TURQUÍA | RSF pide diálogo en el juicio del KCK para evitar el peor desenlace de la huelga de hambre

13.11.2012 22:19

El juicio a los 44 periodistas y empleados de medios de comunicación kurdos acusados de pertenencia a la ilegalizada Unión de Comunidades del Kurdistán (KCK) se ha reanudado, en Estambul, después de dos meses y después de que todos los acusados se hayan sumado a la huelga de hambre para reclamar su derecho a expresarse en kurdo en el tribunal.

Según el ministerio de Justicia turco, 662 reclusos, repartidos en un total de 67 de cárceles, están en huelga de hambre. Los presos reivindican el derecho a utilizar la lengua kurda en los tribunales en los que están siendo juzgados. Todos los 44 detenidos del caso KCK se han sumado a la huelga de hambre en las últimas semanas, y el estado de salud de tres de ellos es ya muy preocupante. Reporteros Sin Fronteras vuelve a reiterar su preocupación por su salud y su supervivencia, e insta a todas las partes a dialogar para evitar que ocurra lo peor.

RSF pide la puesta en libertad de los 34 detenidos desde diciembre de 2011 y pide también que se les proporcionen intérpretes para que puedan expresarse en kurdo. "Ignorar este derecho supone violar sistemáticamente los derechos de la detención preventiva y las obligaciones internacionales de Turquía. Seguir rechazando que los acusados se expresen en turco solo aumenta la tensión ya existente y enrarece una atmósfera excesivamente apasionada en la que ningún juicio debería tener lugar", afirma la organización.

Reporteros Sin Fronteras recoge con gran satisfacción la ley presentada por el partido gobernante AKP, que permite la posibilidad de que los acusados se expresen en su lengua nativa. "Hacer que esta posibilidad sea una realidad en el juicio del KCK es una necesidad de máxima urgencia", reclama la organización.

Durante la audiencia, los periodistas Fatma Koçak, Nilgün Yildiz y Semiha Alankus respondieron con un inicial “Az livir im” (“presente” en kurdo) y se negaron a seguir contestando en turco, exigiendo que pusieran intérpretes a su disposición. Sin entenderles, el juez Ali Alçik les mandó callar y les ordenó que se sentaran.

El magistrado denegó también al representante de Ankara de la agencia DIHA, Kenan Kirkaya, aportar información alguna sobre los demás compañeros que han iniciado una huelga de hambre. Kirkaya sólo tuvo tiempo de decir que demandan su derecho a usar su propia lengua antes de ser expulsado del tribunal. "Las huelgas de hambre son irrelevantes", afirmó el juez.

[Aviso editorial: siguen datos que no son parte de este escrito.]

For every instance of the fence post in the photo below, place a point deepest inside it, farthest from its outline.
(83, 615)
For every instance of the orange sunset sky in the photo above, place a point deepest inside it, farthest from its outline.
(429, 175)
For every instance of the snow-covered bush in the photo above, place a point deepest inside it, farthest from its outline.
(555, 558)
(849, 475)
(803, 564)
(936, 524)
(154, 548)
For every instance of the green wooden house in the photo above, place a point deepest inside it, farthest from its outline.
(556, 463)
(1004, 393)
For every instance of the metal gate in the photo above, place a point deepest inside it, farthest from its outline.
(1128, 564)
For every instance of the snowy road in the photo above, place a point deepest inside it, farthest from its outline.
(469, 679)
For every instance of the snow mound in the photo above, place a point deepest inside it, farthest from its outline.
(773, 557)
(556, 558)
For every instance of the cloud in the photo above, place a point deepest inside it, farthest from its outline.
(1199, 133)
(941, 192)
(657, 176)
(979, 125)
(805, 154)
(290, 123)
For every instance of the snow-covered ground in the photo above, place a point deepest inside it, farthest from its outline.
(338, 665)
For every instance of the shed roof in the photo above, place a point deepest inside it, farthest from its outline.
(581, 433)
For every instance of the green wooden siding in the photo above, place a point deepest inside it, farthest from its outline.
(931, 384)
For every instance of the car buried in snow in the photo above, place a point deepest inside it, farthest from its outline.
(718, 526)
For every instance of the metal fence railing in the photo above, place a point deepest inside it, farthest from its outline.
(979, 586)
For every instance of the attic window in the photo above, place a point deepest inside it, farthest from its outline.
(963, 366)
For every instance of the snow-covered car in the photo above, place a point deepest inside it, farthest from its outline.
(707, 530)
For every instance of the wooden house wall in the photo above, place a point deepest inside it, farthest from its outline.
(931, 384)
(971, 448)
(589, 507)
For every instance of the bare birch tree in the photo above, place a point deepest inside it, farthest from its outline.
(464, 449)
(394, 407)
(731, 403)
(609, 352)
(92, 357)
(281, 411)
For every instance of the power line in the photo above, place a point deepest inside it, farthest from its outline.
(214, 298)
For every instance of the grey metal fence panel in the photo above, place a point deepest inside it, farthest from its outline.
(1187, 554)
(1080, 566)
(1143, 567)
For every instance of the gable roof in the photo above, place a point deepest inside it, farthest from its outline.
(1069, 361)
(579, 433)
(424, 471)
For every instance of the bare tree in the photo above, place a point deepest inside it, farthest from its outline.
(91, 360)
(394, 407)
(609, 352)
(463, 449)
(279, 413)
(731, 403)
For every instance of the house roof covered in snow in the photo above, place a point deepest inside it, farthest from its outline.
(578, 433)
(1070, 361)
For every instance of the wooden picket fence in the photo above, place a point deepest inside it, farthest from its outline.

En ese momento todos los acusados, menos uno, abandonaron la sala en señal de protesta.

A pesar de la reforma legislativa de julio, que permite a los jueces acogerse a distintas disposiciones leales para evitar la detención preventiva, 34 de los acusados en este juicio siguen privados de libertad.

Una delegación de parlamentarios de la Unión europea acudió a la audiencia de ayer. También representantes de Consejo Turco de Prensa, parlamentarios del parido kurdo BDP, y representantes de organizaciones de Human Rights Watch y de Reporteros Sin Fronteras.
Varios de los abogados defensores han pedid al tribunal que desestime un caso sobre el que no se consigue hacer ningún top de progreso. " No tendréis éxito en establecer el orden en la sala del tribunal por la fuerza. Un juicio no puede tener lugar bajo las amenazas de las armas de fuego. Nuestros clientes están en huelga de hambre para defender sus derechos universales y ustedes ni siquiera se dignan a escucharles. Se acercan a la muerte sin que las autoridades hayan tomado ninguna iniciativa al respecto", denunció el abogado Ercan Kanar.


El juez Alçik se mantuvo en su postura  de no escuchar a nade y proceder a la lectura de las 800 páginas de la acusación, que se produjo ya con todos los acusados y abogados defensores fuera de la sala del tribunal, a excepción del reportero Cagdas Ulus y su abogado.